Daniel A D et al. designed a context-aware system to assist health care providers in home-based caring environments. A reliable NFC authentication scheme was used, which creates a secure channel by encoding sensitive contextual data during data transmissions. Using a context-aware gateway node, this system performs authentications and authorization for accessing a specific patient's data. The proposed solution aimed to improve health care data access and safe data delivery while protecting users' privacy. This research provided a foundation for physicians to develop different smart treatment alternatives, as well as for home-based care [10]. Deeba K and RA. K. Saravanaguru proposed a Smart Home Caregivers System (SHCS) capable of collecting real-time patient's heart rate, oxygen leakage in, abnormal and normal patient's condition observed through MQ6 sensor. The data sensed was transmitted to the base station, where it was controlled by caregivers via PC or mobile device. This method was carried out by either wired or remote users using REST web services [11].
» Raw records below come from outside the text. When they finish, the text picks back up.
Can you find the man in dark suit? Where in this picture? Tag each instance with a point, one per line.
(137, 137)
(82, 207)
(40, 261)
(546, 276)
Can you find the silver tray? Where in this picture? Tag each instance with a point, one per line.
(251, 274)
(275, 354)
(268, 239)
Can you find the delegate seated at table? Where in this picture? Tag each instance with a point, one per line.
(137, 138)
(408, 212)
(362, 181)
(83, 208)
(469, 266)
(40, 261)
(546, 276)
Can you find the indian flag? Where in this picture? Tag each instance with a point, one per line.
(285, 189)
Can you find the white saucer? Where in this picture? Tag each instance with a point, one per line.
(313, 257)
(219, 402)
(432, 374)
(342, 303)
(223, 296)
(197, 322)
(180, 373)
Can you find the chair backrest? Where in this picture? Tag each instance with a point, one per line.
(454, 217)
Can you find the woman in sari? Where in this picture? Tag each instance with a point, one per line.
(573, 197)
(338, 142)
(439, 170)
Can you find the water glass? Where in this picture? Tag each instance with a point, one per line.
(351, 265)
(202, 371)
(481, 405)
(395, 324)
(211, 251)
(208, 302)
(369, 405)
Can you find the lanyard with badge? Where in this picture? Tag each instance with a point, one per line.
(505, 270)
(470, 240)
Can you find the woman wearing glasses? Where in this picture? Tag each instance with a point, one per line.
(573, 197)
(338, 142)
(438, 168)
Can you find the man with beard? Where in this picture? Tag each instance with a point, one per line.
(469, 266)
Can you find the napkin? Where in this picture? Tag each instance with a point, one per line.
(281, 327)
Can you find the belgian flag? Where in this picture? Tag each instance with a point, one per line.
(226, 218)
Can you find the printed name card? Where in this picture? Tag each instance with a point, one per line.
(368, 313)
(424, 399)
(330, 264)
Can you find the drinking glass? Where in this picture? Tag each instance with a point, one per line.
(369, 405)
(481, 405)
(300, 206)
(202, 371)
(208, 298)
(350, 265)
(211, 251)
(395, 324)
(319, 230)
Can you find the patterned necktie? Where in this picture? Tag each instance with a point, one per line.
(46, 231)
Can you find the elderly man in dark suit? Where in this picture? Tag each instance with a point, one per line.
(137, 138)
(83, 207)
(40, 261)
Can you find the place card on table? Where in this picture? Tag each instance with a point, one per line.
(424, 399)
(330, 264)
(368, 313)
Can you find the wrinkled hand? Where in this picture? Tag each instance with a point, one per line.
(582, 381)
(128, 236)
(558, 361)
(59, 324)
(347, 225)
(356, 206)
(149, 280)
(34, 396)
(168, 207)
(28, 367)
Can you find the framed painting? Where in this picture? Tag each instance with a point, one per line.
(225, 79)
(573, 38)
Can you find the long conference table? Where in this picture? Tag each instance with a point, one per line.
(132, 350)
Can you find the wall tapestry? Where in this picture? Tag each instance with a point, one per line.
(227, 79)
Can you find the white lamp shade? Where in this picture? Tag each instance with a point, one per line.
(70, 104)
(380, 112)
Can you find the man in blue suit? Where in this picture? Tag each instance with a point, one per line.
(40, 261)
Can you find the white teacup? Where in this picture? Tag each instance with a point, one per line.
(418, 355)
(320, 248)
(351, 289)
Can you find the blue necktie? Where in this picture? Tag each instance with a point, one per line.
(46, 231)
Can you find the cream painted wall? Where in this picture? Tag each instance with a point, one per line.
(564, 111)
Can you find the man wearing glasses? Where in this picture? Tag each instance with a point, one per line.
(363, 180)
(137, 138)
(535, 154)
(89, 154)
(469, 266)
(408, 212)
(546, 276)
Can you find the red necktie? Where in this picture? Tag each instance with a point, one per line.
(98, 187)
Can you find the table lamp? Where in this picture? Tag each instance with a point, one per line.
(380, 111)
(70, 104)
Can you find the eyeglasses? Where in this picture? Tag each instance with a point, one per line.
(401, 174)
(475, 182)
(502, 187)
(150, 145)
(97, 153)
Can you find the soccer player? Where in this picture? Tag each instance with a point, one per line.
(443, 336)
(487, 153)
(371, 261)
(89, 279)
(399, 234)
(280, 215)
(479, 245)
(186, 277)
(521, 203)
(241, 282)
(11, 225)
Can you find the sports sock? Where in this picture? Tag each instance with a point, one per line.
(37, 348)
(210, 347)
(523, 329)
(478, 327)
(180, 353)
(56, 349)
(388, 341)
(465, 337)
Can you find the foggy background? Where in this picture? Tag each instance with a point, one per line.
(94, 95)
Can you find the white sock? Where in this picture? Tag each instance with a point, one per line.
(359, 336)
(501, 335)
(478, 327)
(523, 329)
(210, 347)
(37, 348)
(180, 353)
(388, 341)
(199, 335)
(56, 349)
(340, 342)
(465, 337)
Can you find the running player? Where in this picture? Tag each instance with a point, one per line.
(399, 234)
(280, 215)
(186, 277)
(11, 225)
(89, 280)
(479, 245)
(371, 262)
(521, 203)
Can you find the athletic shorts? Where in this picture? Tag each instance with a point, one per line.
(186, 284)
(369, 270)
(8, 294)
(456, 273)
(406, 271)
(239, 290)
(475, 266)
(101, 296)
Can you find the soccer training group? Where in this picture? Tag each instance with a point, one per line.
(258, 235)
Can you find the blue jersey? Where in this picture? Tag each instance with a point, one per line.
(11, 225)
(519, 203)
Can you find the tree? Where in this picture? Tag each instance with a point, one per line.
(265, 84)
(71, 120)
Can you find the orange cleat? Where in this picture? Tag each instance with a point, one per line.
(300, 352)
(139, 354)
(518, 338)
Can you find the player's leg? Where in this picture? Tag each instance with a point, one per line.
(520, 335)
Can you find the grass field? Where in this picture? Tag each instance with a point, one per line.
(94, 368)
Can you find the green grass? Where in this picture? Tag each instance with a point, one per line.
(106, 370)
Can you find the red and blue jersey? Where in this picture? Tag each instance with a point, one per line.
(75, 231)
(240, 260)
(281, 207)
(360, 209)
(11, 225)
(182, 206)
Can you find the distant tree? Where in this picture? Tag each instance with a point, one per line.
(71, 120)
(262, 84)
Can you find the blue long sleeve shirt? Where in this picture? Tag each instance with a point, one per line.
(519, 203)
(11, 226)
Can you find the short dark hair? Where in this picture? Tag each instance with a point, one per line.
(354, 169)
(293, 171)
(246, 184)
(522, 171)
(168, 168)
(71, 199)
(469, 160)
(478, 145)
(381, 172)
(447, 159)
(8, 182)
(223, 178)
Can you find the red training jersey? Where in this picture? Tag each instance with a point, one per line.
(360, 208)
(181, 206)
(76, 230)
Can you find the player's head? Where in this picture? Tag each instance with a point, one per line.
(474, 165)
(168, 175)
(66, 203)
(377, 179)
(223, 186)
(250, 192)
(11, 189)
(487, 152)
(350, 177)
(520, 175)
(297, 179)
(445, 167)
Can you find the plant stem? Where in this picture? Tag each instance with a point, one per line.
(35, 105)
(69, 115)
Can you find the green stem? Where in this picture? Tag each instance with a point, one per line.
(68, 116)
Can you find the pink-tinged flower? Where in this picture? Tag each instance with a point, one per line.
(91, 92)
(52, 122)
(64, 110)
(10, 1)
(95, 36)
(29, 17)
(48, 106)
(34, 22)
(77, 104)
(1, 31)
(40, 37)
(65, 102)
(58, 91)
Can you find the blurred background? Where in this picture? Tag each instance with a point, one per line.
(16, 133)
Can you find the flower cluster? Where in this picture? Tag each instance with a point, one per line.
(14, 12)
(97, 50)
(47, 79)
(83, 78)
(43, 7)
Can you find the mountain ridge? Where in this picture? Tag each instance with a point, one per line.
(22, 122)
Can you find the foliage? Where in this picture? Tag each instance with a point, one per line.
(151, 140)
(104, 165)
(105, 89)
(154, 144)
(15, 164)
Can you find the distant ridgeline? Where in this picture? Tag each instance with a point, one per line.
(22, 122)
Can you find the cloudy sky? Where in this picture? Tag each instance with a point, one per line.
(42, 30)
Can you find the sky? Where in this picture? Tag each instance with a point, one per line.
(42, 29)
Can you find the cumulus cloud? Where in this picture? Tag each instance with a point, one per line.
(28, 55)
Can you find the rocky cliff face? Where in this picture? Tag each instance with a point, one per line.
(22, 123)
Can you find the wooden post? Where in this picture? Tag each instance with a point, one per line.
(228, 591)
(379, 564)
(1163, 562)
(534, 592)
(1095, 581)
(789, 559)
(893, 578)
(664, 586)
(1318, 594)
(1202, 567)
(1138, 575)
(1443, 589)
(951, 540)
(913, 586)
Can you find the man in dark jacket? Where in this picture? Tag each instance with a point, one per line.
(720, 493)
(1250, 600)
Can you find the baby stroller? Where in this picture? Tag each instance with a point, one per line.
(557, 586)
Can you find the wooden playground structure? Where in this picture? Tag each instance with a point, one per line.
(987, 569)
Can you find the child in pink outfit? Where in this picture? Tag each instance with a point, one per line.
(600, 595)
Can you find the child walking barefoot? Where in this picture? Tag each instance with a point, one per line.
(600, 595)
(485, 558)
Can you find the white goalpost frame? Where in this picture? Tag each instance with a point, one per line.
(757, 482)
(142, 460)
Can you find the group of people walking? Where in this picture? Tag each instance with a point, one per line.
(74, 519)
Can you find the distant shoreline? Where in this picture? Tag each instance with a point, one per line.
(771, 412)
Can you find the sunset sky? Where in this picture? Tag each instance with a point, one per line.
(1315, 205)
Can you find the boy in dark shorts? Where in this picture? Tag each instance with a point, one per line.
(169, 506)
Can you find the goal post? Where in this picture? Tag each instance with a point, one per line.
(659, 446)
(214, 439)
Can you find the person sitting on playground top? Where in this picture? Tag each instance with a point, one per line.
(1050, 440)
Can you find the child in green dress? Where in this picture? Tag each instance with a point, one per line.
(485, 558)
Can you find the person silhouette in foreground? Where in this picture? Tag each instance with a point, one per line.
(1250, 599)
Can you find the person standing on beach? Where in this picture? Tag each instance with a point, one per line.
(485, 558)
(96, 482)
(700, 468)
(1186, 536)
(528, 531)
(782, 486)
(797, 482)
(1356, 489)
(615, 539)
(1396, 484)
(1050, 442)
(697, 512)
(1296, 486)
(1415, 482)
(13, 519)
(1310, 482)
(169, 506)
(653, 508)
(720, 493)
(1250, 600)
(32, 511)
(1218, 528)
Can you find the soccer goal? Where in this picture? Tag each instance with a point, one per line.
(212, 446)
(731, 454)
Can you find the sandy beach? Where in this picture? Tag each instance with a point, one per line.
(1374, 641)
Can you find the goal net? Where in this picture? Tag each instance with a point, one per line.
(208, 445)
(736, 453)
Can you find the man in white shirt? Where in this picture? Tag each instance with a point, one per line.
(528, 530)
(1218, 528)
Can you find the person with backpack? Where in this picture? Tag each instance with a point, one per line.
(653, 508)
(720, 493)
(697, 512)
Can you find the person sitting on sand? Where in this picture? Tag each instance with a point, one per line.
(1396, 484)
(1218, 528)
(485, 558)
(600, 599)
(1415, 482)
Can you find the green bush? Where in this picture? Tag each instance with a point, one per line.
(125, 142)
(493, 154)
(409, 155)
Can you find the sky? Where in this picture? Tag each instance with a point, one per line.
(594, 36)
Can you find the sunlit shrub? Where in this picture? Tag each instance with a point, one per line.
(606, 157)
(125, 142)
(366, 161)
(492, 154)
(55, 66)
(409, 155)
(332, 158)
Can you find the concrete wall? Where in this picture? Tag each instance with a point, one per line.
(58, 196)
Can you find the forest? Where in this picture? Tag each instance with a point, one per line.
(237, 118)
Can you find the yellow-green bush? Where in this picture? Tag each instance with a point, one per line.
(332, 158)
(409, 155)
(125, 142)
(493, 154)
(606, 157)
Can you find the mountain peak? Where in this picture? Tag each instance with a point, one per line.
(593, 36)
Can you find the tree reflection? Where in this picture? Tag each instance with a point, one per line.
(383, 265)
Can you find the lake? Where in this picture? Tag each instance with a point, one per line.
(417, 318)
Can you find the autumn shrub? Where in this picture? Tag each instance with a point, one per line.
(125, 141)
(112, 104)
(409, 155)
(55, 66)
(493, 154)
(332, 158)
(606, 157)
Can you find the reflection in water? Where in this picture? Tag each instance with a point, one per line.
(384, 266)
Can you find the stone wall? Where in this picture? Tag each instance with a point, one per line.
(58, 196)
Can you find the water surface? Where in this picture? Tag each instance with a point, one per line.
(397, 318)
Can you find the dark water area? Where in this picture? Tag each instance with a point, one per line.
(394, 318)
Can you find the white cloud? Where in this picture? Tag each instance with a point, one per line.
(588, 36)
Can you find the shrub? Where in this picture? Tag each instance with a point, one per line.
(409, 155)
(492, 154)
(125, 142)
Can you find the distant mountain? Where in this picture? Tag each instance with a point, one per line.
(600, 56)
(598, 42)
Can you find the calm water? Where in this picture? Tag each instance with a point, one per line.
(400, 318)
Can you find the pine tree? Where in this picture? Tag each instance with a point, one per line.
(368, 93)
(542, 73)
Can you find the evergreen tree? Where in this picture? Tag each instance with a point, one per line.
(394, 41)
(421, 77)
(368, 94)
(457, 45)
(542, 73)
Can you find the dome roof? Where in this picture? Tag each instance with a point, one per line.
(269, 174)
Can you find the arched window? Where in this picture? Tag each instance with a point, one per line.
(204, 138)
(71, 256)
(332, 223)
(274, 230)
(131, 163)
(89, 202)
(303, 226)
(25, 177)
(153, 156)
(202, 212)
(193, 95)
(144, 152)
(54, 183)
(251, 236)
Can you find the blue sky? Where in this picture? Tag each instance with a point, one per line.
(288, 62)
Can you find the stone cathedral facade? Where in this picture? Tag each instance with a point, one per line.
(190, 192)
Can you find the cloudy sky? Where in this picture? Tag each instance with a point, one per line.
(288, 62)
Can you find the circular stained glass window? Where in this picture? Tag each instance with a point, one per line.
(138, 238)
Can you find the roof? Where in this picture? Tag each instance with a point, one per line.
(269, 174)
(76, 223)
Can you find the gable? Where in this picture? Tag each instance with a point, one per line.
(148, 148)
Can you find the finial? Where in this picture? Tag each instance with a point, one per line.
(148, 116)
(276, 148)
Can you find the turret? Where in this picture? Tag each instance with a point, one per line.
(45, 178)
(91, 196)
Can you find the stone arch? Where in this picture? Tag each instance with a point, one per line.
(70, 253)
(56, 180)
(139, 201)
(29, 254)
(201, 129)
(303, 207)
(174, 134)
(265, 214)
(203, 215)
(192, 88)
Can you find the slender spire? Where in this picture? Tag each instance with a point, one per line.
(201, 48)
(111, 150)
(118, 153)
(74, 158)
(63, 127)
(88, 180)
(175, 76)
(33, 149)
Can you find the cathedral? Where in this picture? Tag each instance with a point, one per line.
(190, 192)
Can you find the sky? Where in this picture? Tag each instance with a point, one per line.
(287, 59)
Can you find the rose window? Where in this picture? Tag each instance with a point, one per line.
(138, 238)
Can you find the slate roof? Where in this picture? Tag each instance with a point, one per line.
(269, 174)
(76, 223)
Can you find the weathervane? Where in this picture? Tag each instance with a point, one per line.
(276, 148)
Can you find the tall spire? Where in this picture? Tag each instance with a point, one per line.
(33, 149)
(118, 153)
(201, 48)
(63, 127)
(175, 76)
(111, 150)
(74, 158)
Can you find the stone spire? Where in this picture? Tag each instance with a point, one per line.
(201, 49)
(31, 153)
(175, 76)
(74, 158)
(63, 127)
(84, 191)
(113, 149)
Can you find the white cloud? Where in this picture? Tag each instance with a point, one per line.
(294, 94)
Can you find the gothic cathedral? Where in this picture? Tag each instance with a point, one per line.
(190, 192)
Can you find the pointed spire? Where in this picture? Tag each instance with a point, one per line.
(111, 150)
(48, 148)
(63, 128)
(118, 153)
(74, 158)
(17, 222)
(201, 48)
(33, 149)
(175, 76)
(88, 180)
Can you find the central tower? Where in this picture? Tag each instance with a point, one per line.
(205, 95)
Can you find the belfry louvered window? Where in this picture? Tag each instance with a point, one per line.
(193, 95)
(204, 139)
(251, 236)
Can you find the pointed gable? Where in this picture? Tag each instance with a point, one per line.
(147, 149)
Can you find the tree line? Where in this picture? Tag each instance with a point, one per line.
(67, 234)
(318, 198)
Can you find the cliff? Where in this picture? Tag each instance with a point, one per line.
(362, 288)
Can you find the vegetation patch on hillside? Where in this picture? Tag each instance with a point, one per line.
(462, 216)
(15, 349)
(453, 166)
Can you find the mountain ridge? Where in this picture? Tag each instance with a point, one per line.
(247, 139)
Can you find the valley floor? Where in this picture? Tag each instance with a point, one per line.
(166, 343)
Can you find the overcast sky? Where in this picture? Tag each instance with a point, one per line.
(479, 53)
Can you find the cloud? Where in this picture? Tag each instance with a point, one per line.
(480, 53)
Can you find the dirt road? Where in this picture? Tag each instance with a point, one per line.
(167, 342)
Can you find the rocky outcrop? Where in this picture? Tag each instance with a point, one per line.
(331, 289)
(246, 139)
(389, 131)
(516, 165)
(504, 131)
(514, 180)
Based on Fuzzy Logic, Byung-K L et al. presented context-aware health care model for disease reasoning. It was made up of two modules: Fuzzy-based disease reasoning model (FDRM) and the Fuzzy-based context aware model (FCAM). The FCAM calculated the correlations coefficients and supports among the conditional attributes and the decision attributes and produced fuzzy rule based solely on the conditional attributes with the highest correlation coefficients and supports. Based on the results performed with a SIPINA mining method, the average accuracy of Fuzzy Rules dependent on correlations coefficients and supports (FRCS) and enhanced C4.5 was 0.84 and 0.81, respectively. That was, as correlated to the enhanced C4.5, the FRCS reduced the rules produced while improving accuracy of rules [12].

In this work, a context aware health care method based on the application of IoT was proposed. Smart medical devices were utilized to collect and retain patient data, which was stored in a database. The database contained context-aware data, such as the names, addresses, and medical histories of the patients. A rule-based machine learning technique, a modified RIPPER algorithm, was utilized to analyze and classify the data. The rules for analyzing data for the prediction of heart disease were developed using this algorithm. Based on the classification results, the prediction of the heart disease was performed (Fig. 2).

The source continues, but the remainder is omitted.